Ввиду особого внимания к целомудрию жен священнослужителей, даже невольная неверность порождала в быту ряд вопросов. Некий священник обратился к митрополиту Иоанну II: следует ли ему принять жену после того, как она оказалась «осквернена», будучи «пленницей языческого племени»? Митрополит ответил, что изнасилованная женщина невинна, а развод с невинной женой превращал и жену, и ее мужа в прелюбодеев; но в одной из рукописей все же утверждалось, что священник все равно обязан в таких случаях развестись с женой, чтобы самому не замараться111. Женам священнослужителей давалась определенная свобода в деле сохранения целомудрия. Церковные нормы позволяли жене священнослужителя, имеющего связь на стороне, развестись с ним, чтобы не осквернить себя контактом с ним. Ей, однако, не позволялось вступать в новый брак, и, более того, ей предписывалось оставаться в браке, если муж прекращал незаконную связь112.

Поскольку приходским священникам брак был необходим, чтобы уберечь их от сексуальных прегрешений и тайных связей, то, когда священнический брак прерывался, поощрялся отказ разведенного священника от прежнего места службы. Однако в качестве «высшего блага» уставы вынуждены были разрешать раздельное жительство супругов по взаимной договоренности, причем оба супруга обязаны были соблюдать воздержание: «Если жена священника пожелает покинуть его ради собственного целомудрия, чтобы не осквернять себя с ним, она вольна сделать это, поскольку она не ищет иного мужа. Но если сам священник захочет жить отдельно, чтобы предаться блуду, то он обязан оставаться со своей женой так же, как и дьякон, так же, как и пономарь»113. Аналогичные правила препятствовали уходу священника в монастырь, если его жена не согласится на безбрачие. Если она позднее повторно выйдет замуж, то, согласно мнению отдельных иерархов, священнику должно быть воспрещено дальнейшее служение. Мирянин, отвергший супружескую жизнь ради того, чтобы стать «черным» священнослужителем, также становился непригодным для дальнейшего служения, если его жена вновь вступала в брак114. Русский митрополит Иоанн II не признавал подобной нормы и утверждал, что грешил в таком случае не священник, а новый муж его бывшей жены — и именно этого человека не следует допускать в ряды духовенства!115 Ввиду возможности злоупотреблений один из уставов одиннадцатого века отказывал священнослужителям в разводе со своими женами ради занятия более высоких церковных постов, причем за такого рода прегрешение накладывалась епитимья продолжительностью от семи до десяти лет116. Священнику, беспричинно выгнавшему жену, так же не разрешалось продолжать служение, даже если он не вступал в противозаконный второй брак. Если же он упорствовал в своем отказе принять жену назад, то лишался сана117. То же самое правило применялось и к священникам, невольно разлученным со своими женами118.

Овдовевшие священники

Первоначально по нормам церковного права всем вдовцам запрещалось после рукоположения вступать во вторичный брак, который приравнивался к блуду и прелюбодейству119. Точно такой же запрет распространялся на дьяконов и протодьяконов, но не касался пономарей120.

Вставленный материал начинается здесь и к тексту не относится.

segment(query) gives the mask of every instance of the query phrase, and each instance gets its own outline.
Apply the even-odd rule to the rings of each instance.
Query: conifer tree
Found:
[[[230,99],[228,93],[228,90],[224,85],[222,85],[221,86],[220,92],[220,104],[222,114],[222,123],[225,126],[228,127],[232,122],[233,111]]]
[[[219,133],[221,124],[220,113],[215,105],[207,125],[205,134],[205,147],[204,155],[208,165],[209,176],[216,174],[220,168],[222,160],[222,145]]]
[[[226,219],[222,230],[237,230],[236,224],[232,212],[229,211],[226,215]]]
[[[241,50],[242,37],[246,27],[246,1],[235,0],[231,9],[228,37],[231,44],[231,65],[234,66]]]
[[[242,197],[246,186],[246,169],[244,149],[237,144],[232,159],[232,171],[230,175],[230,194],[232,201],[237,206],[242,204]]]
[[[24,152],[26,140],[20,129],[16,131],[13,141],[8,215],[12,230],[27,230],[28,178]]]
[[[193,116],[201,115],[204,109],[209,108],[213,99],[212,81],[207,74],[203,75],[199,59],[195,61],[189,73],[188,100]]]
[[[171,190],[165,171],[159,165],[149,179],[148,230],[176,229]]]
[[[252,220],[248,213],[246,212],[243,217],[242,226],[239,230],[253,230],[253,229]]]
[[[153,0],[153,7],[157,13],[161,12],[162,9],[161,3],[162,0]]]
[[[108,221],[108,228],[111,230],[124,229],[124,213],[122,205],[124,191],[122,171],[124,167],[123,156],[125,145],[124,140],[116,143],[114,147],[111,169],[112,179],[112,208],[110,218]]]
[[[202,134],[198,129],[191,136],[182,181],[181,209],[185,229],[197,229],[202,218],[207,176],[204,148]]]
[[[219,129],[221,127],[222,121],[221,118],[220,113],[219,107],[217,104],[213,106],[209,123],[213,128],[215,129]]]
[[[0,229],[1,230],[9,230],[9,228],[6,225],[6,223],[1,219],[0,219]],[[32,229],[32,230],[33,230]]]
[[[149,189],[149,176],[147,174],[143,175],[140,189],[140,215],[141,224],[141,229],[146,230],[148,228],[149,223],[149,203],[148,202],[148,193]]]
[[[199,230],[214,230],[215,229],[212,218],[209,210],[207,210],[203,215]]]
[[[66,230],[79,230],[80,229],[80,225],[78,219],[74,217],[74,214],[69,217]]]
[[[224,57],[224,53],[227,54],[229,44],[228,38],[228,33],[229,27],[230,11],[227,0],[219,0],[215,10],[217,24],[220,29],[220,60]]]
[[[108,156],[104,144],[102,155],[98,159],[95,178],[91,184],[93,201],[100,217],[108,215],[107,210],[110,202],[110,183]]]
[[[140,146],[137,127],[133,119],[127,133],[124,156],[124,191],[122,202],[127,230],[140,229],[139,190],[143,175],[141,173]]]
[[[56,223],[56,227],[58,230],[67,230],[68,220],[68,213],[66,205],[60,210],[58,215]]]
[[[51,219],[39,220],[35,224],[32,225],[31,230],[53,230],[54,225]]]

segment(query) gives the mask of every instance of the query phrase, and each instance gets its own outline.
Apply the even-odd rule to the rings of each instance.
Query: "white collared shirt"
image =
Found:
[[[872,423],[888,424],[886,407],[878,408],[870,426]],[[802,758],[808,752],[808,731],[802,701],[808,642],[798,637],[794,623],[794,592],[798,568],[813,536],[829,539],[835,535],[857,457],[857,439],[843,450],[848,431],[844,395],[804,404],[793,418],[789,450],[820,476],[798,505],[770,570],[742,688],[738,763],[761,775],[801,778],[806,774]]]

Однако канонические правила Отцов Церкви не требовали от овдовевшего священника покинуть мирское служение и избрать монастырскую жизнь. По этому вопросу в мире православных славян сформировалось два мнения. Более жесткое толкование норм призывало овдовевших священнослужителей покинуть мирскую общину. Придерживавшиеся этого мнения иерархи опасались, что когда священник станет вдовцом, то окажется не в состоянии удержаться от греха, и потому настаивали, чтобы священник искал прибежища в монастыре. Если даже священник лично следовал строжайшим нормам морали, вдовство делало его беззащитным перед лицом «непристойных инсинуаций». Для укрепления авторитета Церкви был более выгоден уход из мирской жизни священнослужителей, лишившихся жен.